Fachgesellschaft begrüßt abgelehnte Austauschpflicht für Schmerzmittel

  • Freitag, 25. Mai 2012

Göppingen/Oberursel – Die Deutsche Gesellschaft für Schmerztherapie (DGS) hat das Votum des Petitionsausschusses, starke Schmerzmittel von der Austauschpflicht auszunehmen, begrüßt. Der Sachverstand habe über vermeintliche Einsparpotenziale gesiegt, sagte DGS-Präsident Gerhard Müller-Schwefe.

Demnach sollen Medikamente für Schmerzpatienten von der Austauschpflicht gegen preisgünstigere Medikamente mit gleichem Wirkstoff befreit werden.
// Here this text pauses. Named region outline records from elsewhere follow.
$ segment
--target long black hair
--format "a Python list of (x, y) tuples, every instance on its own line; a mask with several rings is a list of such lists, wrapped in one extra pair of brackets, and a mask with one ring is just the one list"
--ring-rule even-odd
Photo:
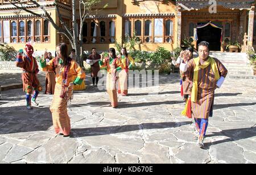
[(113, 54), (113, 59), (115, 59), (117, 57), (117, 55), (115, 53), (115, 49), (113, 48), (110, 48), (109, 49), (109, 53), (111, 52)]
[(63, 65), (64, 66), (68, 65), (69, 63), (69, 60), (71, 59), (68, 56), (68, 45), (66, 43), (62, 43), (57, 45), (57, 47), (60, 48), (60, 53), (63, 57)]
[(194, 49), (192, 47), (188, 47), (186, 49), (186, 51), (189, 51), (190, 52), (191, 52), (193, 54), (193, 52), (194, 52)]

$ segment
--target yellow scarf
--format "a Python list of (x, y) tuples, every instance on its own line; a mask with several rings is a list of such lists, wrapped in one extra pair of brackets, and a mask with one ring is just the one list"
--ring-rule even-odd
[(209, 57), (209, 59), (204, 62), (203, 65), (200, 65), (200, 59), (199, 57), (197, 57), (194, 59), (195, 63), (196, 64), (196, 66), (194, 69), (194, 74), (193, 76), (193, 88), (191, 92), (191, 101), (193, 102), (196, 103), (197, 100), (197, 88), (198, 88), (198, 72), (201, 69), (205, 69), (207, 68), (210, 64), (212, 67), (212, 69), (213, 70), (214, 73), (214, 77), (216, 81), (218, 81), (220, 79), (220, 74), (218, 73), (218, 66), (217, 65), (217, 63), (215, 61), (215, 60), (210, 57)]

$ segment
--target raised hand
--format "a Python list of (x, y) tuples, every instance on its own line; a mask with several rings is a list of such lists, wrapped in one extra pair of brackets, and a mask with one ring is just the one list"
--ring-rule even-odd
[(183, 55), (183, 59), (184, 62), (186, 63), (189, 59), (189, 51), (186, 51)]

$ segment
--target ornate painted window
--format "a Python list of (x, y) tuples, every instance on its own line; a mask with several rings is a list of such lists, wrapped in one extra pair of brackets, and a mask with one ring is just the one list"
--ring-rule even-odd
[(123, 37), (132, 36), (135, 32), (137, 40), (144, 43), (172, 43), (174, 40), (174, 18), (144, 18), (125, 19)]
[(225, 37), (230, 37), (230, 24), (225, 24)]
[(84, 22), (82, 27), (84, 44), (109, 44), (114, 43), (115, 40), (114, 19), (88, 20)]

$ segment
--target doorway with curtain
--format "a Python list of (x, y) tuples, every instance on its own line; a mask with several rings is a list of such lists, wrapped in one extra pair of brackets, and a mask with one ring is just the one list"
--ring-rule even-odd
[(210, 44), (210, 51), (221, 51), (221, 40), (222, 30), (221, 24), (209, 23), (198, 23), (197, 27), (197, 44), (203, 41), (206, 41)]

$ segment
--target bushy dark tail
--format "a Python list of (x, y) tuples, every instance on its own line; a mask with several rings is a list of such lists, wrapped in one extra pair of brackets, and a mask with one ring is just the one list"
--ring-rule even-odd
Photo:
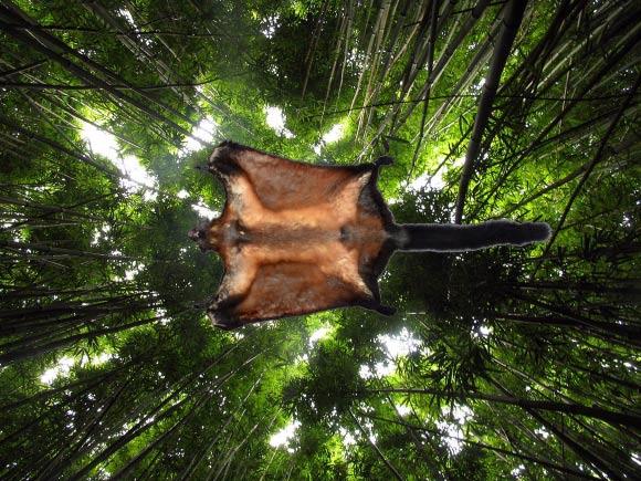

Eine von der Präsidentin der Deutschen Schmerzliga, Marianne Koch, eingebrachte Petition hatte der Petitionsausschuss am Mittwoch einstimmig angenommen.

„Die einstimmige Entscheidung des Petitionsausschusses ist schon sehr bemerkens­wert“, betonte Müller-Schwefe. Nun sei das Bundesministerium für Gesundheit am Zug. „Die Verweisung an das Bundesgesundheitsministerium eröffnet beispielweise die Chance, die Betäubungsmittelverschreibungsverordnung (BtmVv), der die starken Schmerzmittel unterliegen, in ein Gesetz umzuwandeln“, erklärte der DGS-Präsident. Dann könnten speziell diese Substanzen vergleichsweise einfach vom Austausch ausgeschlossen werden. Denkbar wäre Müller-Schwefe zufolge auch eine Änderung im „Rahmenvertrag über die Arzneimittelversorgung“ im Sozialgesetzbuch V.

Die DGS betonte zudem die positiven Auswirkungen der Entscheidung für viele Ärzte: „Ist die Austauschpflicht abgeschafft, sind Ärzte bei der Verordnung stark wirksamer Schmerzmittel nicht mehr aus Angst vor Regressen zur zweit-, dritt- oder nächstbesten Lösung gezwungen“, stellte der Verbandspräsident fest.